Could I really be his girlfriend? I mean, he travels A LOT and I don’t know if I could handle that. He’s leaving tomorrow morning.  And it’s not like I could go with him. I have to go back to my apartment and schooling with Chloe. I just don’t know, and we haven’t really talked about what lies ahead.

“Josh?” I asked the squinty man next to me as he was looking at his computer screen.

“Yea?” he stopped what he was doing and looked up at me. When I didn’t answer he noticed something was wrong and he sat up, pulling me into his arms. “What’s wrong babe?”

My stomach did flips whenever he called me babe. “I want to talk about us.” He sighed and slightly smiled at me. “I mean, you leave tomorrow.” he ran his fingers threw his hair and rubbed his eyes.

“I mean, I would love for you to come with me but that would be selfish of me. You have a life and school over in Georiga.” I was hurt by his response. He was right though, I think that’s what hurt the most.

“It’s not like Georiga is somewhere you go travel a lot. Like, you’re barely there. I would never see you.” I started tearing up as I pressed my forehead to his neck, breathing in his scent.

He tightened his grip on me like he usually does. “Please.
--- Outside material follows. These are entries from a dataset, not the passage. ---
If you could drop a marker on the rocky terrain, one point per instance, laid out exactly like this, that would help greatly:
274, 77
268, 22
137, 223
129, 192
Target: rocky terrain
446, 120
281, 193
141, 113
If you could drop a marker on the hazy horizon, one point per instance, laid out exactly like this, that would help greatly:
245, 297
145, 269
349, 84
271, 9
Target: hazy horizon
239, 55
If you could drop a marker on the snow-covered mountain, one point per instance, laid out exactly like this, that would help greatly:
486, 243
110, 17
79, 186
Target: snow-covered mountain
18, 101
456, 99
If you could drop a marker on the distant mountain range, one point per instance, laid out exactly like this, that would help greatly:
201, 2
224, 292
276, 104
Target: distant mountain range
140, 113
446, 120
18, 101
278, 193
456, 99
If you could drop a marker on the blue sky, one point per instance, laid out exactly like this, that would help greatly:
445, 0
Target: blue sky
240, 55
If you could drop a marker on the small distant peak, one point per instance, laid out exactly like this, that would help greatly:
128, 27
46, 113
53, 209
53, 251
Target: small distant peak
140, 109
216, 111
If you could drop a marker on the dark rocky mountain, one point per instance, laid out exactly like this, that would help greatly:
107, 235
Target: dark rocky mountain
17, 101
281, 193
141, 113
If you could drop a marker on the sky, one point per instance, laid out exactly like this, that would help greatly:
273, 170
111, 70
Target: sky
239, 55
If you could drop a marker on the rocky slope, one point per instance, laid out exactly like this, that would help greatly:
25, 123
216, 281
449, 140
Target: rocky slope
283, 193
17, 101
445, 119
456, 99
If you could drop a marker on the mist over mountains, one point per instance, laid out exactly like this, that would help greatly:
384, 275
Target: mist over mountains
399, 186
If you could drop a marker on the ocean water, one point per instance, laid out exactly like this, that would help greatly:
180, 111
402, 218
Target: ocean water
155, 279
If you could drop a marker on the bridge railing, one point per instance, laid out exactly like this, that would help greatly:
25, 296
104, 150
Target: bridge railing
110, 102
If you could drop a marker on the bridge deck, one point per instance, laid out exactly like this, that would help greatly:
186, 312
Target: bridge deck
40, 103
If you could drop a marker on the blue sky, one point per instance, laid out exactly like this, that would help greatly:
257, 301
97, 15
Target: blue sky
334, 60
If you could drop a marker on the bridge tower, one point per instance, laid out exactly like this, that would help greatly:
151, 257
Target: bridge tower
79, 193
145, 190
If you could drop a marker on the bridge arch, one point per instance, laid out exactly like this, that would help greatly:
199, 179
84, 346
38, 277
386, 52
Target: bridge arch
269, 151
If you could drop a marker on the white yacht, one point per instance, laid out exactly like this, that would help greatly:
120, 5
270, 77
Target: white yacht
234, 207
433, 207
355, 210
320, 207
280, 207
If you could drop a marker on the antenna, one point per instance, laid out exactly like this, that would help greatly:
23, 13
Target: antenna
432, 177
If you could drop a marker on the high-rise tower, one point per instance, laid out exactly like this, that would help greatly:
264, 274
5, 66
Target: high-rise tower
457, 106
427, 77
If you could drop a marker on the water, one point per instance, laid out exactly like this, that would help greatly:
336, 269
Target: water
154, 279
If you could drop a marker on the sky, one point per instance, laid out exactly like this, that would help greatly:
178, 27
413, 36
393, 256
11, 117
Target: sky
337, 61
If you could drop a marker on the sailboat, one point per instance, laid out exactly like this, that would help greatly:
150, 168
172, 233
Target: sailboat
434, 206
Don’t cry.”

Naturally, when you tell someone not to cry, it makes them cry more. The tears were flowing now and I could tell Josh was getting uncomfortable next to me as he was shifting his weight around and changing the grip on my side.

“Please Arianna.” I heard his voice but it just made things worse. I got up from Josh’s bed and headed to his door. I just wanted to be alone in my room. When I didn’t hear him calling me back or chasing me it made me cry even harder.
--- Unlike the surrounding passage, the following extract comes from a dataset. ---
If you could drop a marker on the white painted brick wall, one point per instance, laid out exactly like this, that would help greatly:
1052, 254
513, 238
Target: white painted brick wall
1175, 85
Once in my room I closed my door behind me slowly and walked over to my bed, pushed my face into my pillow trying to hide my sobs.
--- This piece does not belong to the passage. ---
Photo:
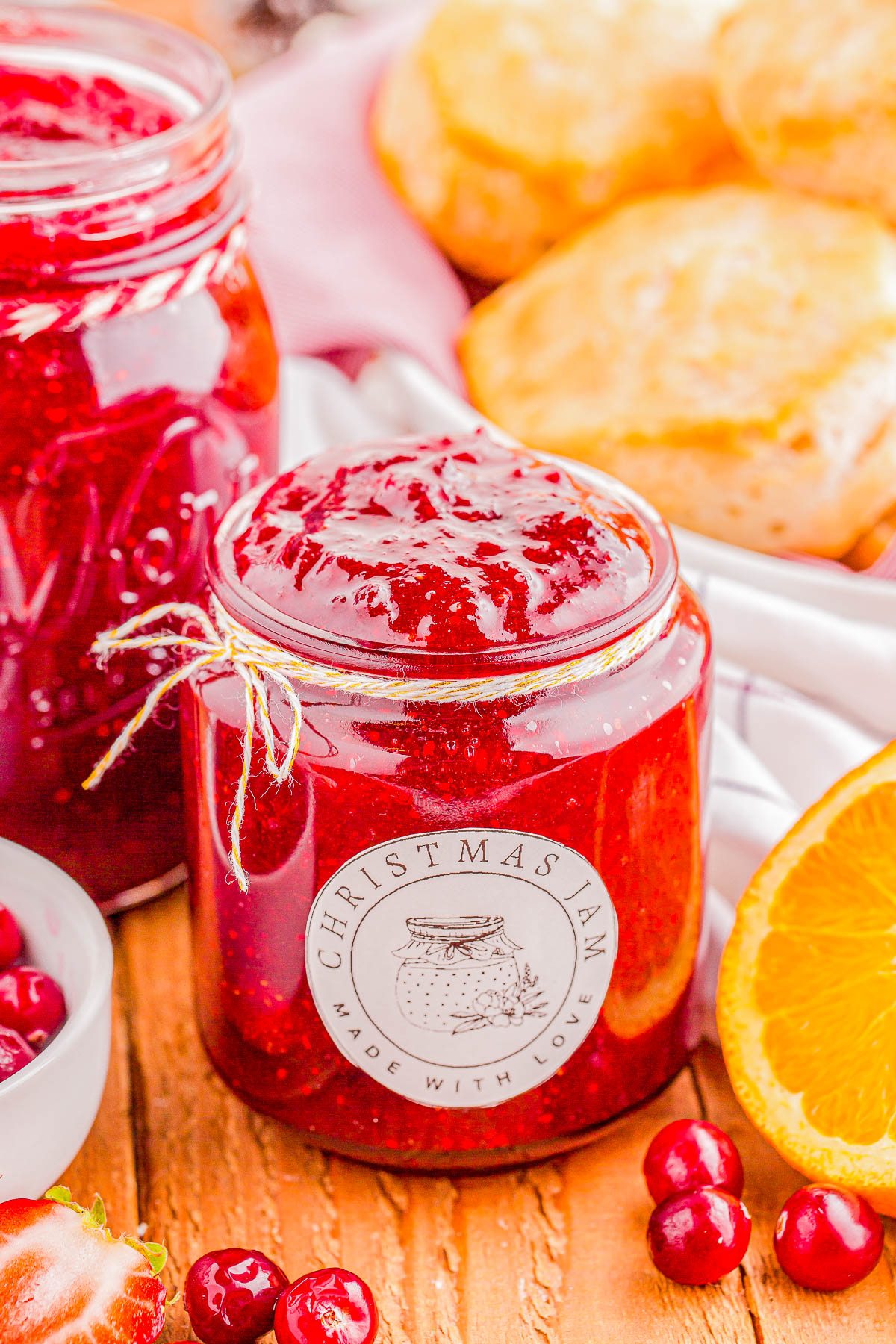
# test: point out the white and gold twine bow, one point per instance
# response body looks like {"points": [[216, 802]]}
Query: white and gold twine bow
{"points": [[257, 662]]}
The truth is that he goes home tomorrow and I go home a week later. The next time he can be in NY is in 2 months and the next time I can be in NY is sometime next year for holidays. His manager never has him do interviews in Georiga and the chances of him filming something there are slim to none.

I think about all the people who have boyfriends or even husbands where they spend so much time apart. How do they get through it? How do they deal with pain of rarely seeing, face to face, and their loved ones?

“Arianna? You want to talk?” I would notice Chloe’s voice anywhere. I quickly got up off the bed and went to open the door.

She stood there and looked me over. Chloe knew not to say anything when it comes to me looking like crap, because I already knew I looked like crap. She just silently followed me into my room and sat next to me on the bed.

“So what happened? I was in my room when I started to hear you crying and then you ran into your room. And then, what is this I hear about a fight earlier? Talk to me please.” I looked at her with my swollen, puffy eyes and I felt bad. Usually, Chloe knows everything. Now she is the last to find out about everything.